A thing I noticed when I looked at Wiki’s Mozart page after reading your post about him. Most of the paintings of Mozart are by court painters, so he has drab generic facial features (court painters were not in the habit of accurately depicting royalty’s flaws.) The one painting which sticks out was done by his brother-in-law and, per Wiki, is considered the most accurate by historians. Mozart doesn’t look bad in it — but he looks the spitting image of Rowan Atkinson:
https://en.wikipedia.org/wiki/File:Mozart_%28unfinished%29_by_Lange_1782.jpg
Maybe the “Blackadder” line had some good descendants, after all!
I’m terrible with faces, so I can’t say. That is probably the most famous portrait on him — certainly the first I ever saw. But that’s an interesting idea to look at Mozart through hid portraits.
Plus, I was born! Clearly a sign of the apocalypse coming upon us.
The process of who gets appointed is partially based on who you know.
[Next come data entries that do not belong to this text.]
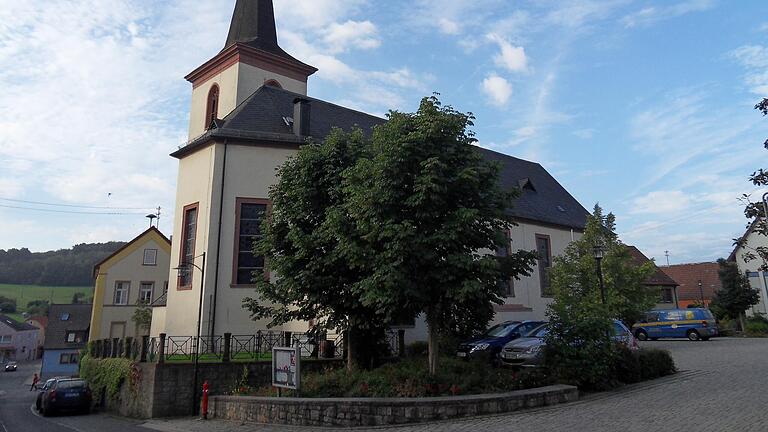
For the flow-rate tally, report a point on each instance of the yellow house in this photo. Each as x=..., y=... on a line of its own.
x=135, y=274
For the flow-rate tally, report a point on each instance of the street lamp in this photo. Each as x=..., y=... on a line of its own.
x=184, y=268
x=599, y=252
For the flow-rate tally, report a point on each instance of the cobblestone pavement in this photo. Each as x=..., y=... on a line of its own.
x=720, y=388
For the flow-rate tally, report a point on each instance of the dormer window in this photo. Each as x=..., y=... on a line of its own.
x=212, y=107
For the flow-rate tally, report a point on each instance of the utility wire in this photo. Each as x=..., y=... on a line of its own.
x=68, y=211
x=74, y=205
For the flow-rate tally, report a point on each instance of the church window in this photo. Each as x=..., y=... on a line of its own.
x=212, y=108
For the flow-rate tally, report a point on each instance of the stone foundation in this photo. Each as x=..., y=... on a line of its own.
x=350, y=412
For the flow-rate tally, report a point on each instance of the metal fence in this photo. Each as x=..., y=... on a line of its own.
x=227, y=347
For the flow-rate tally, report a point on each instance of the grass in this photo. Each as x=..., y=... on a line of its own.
x=26, y=293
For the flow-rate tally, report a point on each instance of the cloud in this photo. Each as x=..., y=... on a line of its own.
x=754, y=58
x=661, y=202
x=511, y=57
x=351, y=34
x=497, y=89
x=653, y=14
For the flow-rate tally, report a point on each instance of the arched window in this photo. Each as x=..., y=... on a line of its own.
x=212, y=108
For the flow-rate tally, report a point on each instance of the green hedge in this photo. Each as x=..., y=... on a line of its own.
x=107, y=374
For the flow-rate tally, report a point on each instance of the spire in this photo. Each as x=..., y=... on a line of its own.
x=253, y=24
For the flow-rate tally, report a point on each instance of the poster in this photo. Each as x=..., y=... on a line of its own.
x=285, y=367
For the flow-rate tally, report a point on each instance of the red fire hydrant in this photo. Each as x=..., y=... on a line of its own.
x=204, y=408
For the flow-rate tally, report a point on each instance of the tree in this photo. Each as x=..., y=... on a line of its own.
x=38, y=308
x=736, y=295
x=425, y=206
x=142, y=316
x=578, y=347
x=305, y=241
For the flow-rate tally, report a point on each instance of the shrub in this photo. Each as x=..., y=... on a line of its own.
x=417, y=349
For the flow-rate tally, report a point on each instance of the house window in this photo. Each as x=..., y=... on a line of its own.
x=507, y=285
x=187, y=256
x=212, y=108
x=122, y=288
x=68, y=358
x=544, y=250
x=150, y=257
x=666, y=295
x=250, y=214
x=145, y=292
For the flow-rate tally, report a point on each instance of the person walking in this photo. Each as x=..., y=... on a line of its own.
x=35, y=380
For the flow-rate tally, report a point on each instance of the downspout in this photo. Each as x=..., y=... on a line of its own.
x=218, y=241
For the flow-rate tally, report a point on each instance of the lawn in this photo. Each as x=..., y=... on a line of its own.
x=26, y=293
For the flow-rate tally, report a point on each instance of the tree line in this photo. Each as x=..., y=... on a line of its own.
x=63, y=267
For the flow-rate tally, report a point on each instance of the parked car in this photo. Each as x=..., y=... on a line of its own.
x=65, y=394
x=527, y=351
x=694, y=324
x=494, y=339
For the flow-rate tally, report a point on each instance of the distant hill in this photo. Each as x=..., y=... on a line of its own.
x=64, y=267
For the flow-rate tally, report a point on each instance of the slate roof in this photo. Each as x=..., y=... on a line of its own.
x=78, y=319
x=253, y=24
x=688, y=276
x=261, y=117
x=658, y=277
x=15, y=325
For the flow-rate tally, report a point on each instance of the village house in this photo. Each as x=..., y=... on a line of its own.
x=697, y=282
x=18, y=341
x=65, y=336
x=249, y=113
x=134, y=275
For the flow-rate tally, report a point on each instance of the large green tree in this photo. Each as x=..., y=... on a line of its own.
x=428, y=210
x=736, y=294
x=305, y=242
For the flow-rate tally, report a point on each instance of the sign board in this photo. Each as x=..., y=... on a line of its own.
x=286, y=372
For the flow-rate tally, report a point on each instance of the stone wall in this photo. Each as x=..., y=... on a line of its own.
x=166, y=390
x=350, y=412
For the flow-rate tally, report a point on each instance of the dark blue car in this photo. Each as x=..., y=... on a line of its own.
x=494, y=339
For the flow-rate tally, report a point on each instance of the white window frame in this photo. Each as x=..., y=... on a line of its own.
x=124, y=289
x=143, y=290
x=150, y=257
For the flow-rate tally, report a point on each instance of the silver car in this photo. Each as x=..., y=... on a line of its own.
x=526, y=352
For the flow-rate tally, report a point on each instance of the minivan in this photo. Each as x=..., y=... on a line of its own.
x=694, y=324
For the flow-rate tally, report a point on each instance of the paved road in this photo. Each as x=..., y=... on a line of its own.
x=720, y=388
x=17, y=415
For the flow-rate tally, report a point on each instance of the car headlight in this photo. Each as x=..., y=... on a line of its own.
x=480, y=347
x=533, y=350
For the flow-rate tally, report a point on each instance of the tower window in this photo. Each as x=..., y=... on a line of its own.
x=212, y=108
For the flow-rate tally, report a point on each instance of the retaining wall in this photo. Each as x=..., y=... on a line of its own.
x=350, y=412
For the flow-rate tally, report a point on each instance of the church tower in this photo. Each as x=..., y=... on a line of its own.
x=251, y=58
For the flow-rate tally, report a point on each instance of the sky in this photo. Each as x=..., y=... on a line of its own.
x=643, y=106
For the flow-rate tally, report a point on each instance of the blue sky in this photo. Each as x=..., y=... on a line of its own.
x=643, y=106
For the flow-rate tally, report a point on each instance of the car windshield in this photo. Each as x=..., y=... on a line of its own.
x=501, y=330
x=74, y=384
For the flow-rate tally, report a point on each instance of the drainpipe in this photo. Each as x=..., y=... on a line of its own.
x=218, y=241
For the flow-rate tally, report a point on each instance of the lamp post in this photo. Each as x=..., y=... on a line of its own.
x=598, y=252
x=185, y=267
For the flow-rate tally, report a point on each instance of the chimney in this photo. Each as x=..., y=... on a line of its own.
x=301, y=117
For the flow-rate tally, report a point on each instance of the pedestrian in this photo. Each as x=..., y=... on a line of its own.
x=35, y=380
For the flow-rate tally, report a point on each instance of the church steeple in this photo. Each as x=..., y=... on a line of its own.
x=253, y=24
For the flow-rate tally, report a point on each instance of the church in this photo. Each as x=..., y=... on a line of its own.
x=249, y=113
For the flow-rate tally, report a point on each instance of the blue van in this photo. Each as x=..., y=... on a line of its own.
x=695, y=324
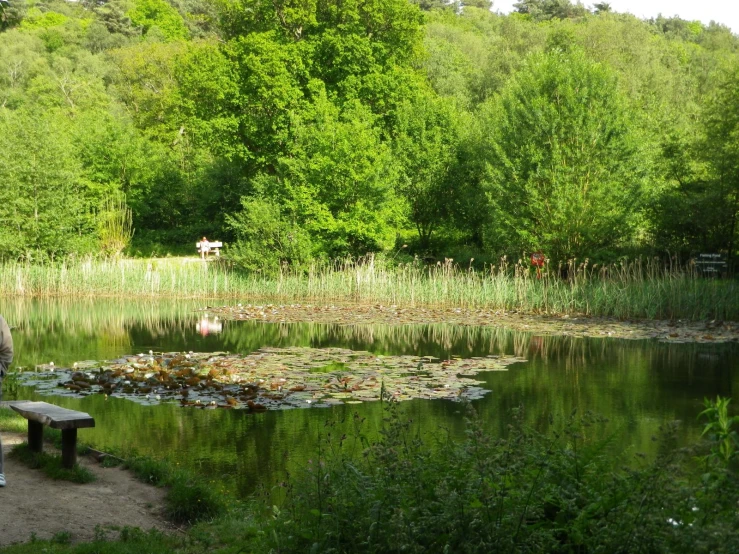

It is a private entity run by publicly appointed officials which means that the President gets to appoint them and it is usually after he asks some subordinate “who do we know who could do banking? Gimme five names and their bios by the end of the week.” Then the Republicans whine because it is someone who does not favor making little kids and puppies work 100 hours in a coal mine and eventually the Democrats set fire to enough Republicans to get them to stop fighting over the issue.
I don’t think they get to submit an application like you would if you were going for a regular state board or commission. I could check Wikipedia but I wanted to see if I was correct. *checks* Kind of. Republicans are not set on fire.
Dammit, fire would be good. That should be the penalty for ethics violations. Make Hastert or DeLay dance around in one of those flame-retardant Hollywood stunt suits on live TV, to the Clash’s version of “I Fought The Law.”
Solves a few budget problems at least.